Renewable energy sources will play an important role in securing both the energy supply and sustainable development in the future. Renewable energy sources also make a major contribution to the protection of the environment. Gasification is a promising approach for clean and efficient power generation as well as for polygeneration of a variety of products, such as sulphur, hydrogen, methanol, and others (1). Nowadays, gasification is an attractive alternative technology for the thermal treatment of solid waste, such as biomass, scrap tires and sludge. Nevertheless this process is so complex that it is difficult to develop a reliable supervisory technology based only on a chemical-engineering classic-control approach. Particularly the gasifier is difficult to control since it is multivariable and highly non-linear, with significant cross-coupling between the input and output variables. Indeed, in existing gasifiers of this type the automatic control goes no further than closing local PI(D) flow loops around the feed system actuators (2). Because of that exists the opportunity to achieve significantly improved operation by using the modern advanced control techniques.

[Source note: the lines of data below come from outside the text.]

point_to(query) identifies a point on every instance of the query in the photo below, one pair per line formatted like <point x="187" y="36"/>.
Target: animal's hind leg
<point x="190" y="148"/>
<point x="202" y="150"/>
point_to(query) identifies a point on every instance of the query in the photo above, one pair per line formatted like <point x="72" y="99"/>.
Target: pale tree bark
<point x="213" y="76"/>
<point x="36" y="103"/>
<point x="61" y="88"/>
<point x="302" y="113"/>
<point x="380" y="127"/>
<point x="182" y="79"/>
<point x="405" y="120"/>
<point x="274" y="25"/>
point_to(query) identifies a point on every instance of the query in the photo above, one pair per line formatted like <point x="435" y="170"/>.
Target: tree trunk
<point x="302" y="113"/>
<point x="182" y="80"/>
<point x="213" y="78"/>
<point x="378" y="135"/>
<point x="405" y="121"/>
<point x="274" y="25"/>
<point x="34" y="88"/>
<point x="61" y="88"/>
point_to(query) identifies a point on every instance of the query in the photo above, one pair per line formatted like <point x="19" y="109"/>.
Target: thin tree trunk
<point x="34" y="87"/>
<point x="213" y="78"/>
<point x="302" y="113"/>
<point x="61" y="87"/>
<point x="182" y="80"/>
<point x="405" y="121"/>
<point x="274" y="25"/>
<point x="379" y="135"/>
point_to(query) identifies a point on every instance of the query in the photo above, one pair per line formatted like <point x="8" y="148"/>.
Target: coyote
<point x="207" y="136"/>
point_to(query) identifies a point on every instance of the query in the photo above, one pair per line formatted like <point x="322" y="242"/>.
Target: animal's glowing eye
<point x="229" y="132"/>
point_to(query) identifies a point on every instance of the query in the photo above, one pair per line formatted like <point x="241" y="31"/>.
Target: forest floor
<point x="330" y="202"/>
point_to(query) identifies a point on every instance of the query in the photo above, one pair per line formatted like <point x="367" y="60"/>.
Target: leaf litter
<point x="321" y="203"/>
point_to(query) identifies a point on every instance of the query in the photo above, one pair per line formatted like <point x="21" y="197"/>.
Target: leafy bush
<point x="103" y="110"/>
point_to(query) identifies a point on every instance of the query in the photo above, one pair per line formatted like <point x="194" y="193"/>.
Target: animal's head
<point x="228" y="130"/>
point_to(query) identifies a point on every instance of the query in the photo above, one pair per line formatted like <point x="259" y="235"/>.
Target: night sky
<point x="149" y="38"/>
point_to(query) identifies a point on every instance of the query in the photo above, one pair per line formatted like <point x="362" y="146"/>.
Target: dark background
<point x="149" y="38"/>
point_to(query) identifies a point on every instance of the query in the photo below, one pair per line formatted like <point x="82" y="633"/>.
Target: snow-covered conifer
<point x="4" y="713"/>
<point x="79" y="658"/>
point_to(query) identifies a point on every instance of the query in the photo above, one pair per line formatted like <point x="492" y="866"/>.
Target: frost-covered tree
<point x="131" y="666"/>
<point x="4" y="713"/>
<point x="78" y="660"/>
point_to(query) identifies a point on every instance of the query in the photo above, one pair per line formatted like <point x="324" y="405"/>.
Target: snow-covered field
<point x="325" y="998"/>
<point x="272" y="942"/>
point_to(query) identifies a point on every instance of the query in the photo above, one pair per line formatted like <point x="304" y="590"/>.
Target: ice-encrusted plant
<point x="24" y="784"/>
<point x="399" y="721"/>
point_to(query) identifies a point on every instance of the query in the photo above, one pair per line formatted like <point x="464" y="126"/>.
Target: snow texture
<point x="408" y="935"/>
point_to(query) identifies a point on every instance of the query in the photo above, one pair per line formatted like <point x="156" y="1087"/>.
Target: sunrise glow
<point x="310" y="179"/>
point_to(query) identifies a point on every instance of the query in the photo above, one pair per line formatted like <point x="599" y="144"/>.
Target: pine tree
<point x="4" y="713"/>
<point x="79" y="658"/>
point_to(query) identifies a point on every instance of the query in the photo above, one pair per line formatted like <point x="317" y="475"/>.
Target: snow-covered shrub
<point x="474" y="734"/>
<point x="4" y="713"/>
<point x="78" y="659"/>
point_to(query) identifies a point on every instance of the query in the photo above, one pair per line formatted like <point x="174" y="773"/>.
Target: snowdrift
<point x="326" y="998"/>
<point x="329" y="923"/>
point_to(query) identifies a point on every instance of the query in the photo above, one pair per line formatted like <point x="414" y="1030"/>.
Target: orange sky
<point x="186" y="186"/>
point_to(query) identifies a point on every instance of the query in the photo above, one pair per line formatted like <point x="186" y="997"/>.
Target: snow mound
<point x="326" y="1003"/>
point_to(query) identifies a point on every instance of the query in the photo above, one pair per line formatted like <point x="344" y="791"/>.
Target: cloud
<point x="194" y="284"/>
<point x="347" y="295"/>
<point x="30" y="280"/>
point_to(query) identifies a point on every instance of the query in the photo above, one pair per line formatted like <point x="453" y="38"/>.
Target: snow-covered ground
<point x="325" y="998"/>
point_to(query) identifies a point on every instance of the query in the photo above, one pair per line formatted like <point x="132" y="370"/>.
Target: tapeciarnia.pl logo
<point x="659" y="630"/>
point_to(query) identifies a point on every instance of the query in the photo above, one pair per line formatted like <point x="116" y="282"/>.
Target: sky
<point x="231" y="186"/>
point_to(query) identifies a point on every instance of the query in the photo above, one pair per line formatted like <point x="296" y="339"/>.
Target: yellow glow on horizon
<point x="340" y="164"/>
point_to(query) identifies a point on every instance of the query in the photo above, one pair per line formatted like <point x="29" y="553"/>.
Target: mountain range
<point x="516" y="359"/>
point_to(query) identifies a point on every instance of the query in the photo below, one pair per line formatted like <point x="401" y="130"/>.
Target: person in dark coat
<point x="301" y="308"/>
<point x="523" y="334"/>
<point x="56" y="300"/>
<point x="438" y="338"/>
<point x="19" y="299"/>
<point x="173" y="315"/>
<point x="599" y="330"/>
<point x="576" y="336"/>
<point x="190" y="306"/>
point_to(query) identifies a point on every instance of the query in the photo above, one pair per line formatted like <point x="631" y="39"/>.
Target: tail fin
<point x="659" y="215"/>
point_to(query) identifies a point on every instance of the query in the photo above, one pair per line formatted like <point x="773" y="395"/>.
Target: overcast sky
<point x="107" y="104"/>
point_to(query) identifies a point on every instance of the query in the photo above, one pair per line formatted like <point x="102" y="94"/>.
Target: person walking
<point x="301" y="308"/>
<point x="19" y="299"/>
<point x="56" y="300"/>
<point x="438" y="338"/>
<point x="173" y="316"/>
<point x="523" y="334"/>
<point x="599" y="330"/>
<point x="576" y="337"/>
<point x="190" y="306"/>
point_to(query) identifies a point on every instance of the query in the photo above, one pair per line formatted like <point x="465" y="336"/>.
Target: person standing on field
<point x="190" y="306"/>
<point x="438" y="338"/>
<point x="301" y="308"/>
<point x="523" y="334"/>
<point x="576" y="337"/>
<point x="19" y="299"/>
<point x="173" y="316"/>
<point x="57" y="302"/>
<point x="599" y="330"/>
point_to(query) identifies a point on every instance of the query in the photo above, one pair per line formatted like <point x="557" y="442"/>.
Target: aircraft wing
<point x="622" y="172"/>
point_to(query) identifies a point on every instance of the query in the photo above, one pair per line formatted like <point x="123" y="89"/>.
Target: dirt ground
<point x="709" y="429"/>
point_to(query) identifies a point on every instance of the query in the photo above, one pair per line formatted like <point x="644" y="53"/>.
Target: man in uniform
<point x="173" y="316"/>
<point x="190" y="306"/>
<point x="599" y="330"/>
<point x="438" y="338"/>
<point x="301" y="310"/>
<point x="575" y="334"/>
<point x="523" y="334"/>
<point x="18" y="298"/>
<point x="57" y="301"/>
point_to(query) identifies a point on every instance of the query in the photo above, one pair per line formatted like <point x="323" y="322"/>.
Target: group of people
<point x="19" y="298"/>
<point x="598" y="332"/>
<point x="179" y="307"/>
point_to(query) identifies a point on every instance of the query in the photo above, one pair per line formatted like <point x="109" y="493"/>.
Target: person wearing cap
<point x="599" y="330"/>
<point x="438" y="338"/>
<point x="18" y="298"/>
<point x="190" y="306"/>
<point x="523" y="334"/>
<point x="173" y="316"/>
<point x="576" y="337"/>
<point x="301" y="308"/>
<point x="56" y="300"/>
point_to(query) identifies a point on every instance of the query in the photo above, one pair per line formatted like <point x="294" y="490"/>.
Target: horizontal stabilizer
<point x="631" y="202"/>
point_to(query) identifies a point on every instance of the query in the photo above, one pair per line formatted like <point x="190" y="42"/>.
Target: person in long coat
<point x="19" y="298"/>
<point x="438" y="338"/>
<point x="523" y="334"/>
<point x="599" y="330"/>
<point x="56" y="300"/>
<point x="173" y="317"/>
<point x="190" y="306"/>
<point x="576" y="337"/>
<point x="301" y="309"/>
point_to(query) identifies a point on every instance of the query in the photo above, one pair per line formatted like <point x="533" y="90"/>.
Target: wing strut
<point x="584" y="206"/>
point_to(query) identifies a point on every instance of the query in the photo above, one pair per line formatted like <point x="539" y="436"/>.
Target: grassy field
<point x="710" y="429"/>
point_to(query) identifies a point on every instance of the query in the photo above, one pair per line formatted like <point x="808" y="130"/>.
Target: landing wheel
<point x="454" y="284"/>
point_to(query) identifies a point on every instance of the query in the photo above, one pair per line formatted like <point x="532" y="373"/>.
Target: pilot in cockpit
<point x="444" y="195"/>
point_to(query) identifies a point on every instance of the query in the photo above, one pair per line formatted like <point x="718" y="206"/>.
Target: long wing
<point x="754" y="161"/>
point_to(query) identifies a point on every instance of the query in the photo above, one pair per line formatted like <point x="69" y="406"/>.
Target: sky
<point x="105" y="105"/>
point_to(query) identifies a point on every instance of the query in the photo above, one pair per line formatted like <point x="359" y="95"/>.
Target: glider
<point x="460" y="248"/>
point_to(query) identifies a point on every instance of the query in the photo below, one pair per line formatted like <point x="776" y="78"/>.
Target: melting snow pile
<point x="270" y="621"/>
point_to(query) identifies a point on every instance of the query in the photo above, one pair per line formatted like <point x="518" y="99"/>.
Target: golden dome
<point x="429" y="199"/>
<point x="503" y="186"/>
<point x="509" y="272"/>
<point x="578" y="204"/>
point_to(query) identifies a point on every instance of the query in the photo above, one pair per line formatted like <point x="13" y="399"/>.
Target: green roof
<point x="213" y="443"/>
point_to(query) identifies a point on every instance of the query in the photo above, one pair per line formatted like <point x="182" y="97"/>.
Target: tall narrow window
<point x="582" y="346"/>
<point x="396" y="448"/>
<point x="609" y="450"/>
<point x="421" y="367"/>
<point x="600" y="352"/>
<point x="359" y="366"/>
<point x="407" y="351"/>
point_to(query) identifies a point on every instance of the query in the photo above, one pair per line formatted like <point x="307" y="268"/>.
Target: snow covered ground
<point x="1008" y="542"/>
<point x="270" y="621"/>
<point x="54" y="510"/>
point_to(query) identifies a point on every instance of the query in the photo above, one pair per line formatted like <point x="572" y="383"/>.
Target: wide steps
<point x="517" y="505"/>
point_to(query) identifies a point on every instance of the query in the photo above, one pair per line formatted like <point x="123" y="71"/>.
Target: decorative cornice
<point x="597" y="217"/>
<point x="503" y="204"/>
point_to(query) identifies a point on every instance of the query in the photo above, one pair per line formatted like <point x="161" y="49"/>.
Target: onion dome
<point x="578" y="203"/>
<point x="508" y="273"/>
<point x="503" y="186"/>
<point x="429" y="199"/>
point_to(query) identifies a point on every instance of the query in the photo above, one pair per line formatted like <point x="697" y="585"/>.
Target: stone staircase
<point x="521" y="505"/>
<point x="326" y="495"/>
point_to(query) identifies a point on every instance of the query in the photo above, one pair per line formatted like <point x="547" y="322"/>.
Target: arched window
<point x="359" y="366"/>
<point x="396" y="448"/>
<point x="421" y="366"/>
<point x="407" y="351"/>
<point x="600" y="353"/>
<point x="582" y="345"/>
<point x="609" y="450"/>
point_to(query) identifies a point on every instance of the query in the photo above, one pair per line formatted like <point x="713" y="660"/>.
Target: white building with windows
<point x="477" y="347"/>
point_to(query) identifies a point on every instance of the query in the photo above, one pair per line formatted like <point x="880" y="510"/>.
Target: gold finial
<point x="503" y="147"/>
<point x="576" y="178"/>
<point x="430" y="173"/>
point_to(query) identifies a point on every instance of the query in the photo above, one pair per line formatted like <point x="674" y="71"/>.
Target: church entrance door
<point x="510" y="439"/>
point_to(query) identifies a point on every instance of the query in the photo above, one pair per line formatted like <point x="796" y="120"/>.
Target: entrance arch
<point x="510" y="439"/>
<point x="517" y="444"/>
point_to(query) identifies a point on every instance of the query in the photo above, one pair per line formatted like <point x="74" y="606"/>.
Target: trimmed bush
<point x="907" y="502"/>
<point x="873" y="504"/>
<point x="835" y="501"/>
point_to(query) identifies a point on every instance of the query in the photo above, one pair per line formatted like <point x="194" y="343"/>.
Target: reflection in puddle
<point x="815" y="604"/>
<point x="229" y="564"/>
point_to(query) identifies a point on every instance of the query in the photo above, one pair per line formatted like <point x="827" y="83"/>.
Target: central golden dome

The use of Artificial-Intelligence (AI) systems seems to be necessary in order to obtain better results in gasification plant management. This term refers in the field of process engineering, to programs and systems, that utilise intelligent implementation techniques such as rule-based expert systems, fuzzy logic and neural networks (NNs), to extend the power of computers beyond the strictly mathematical and statistical functions. Intelligent techniques facilitate the creation of applications that have the ability to collect knowledge and, after reasoning with this knowledge, to resolve complex problems that require a certain degree of intelligence if they have to be solved by a human expert. One important tool in the AI field is the application of ontologies since it permit to represent knowledge about a domain in a form that can be understood and can be communicated between people, and heterogeneous and widely spread application systems. Typically, ontologies are composed of a set of terms representing concepts (hierarchically organized) and some specification of their meaning. (3)

This paper focuses on ontology design and construction as a foundation for knowledge representation in the domain of gasification processes. To illustrate this, the ontology built is applied to model an intelligent system for the distributed control implemented in the bench scale Pilot Plant Gasifier built at the UPC facillities. The ontology constructed can provide the basis for development of an expert system that can function as a decision support system for gasifier operators.

REFERENCES 1. Philcox, J.E., and G.W. Fenner (1996), “Gasification — An Attraction for Chemical Reactions,” Proc., 1996 Gasif. Tech. Conf., Electric Power Research Institute, San Francisco, CA, October 2-4. 2. Pike A. W, et. al., (2000), Application of Modern Simulation Tools to Power Plant Modelling And Analysis: Two Industrial Case Studies. IEE Seminar on Tools for Simulation and Modelling. Pp. 4/1 – 4/22 3. Pinto, H. S. and J. P. Martins 2004. Ontologies: How can they be built? Knowledge and Information Systems. 6:441–464.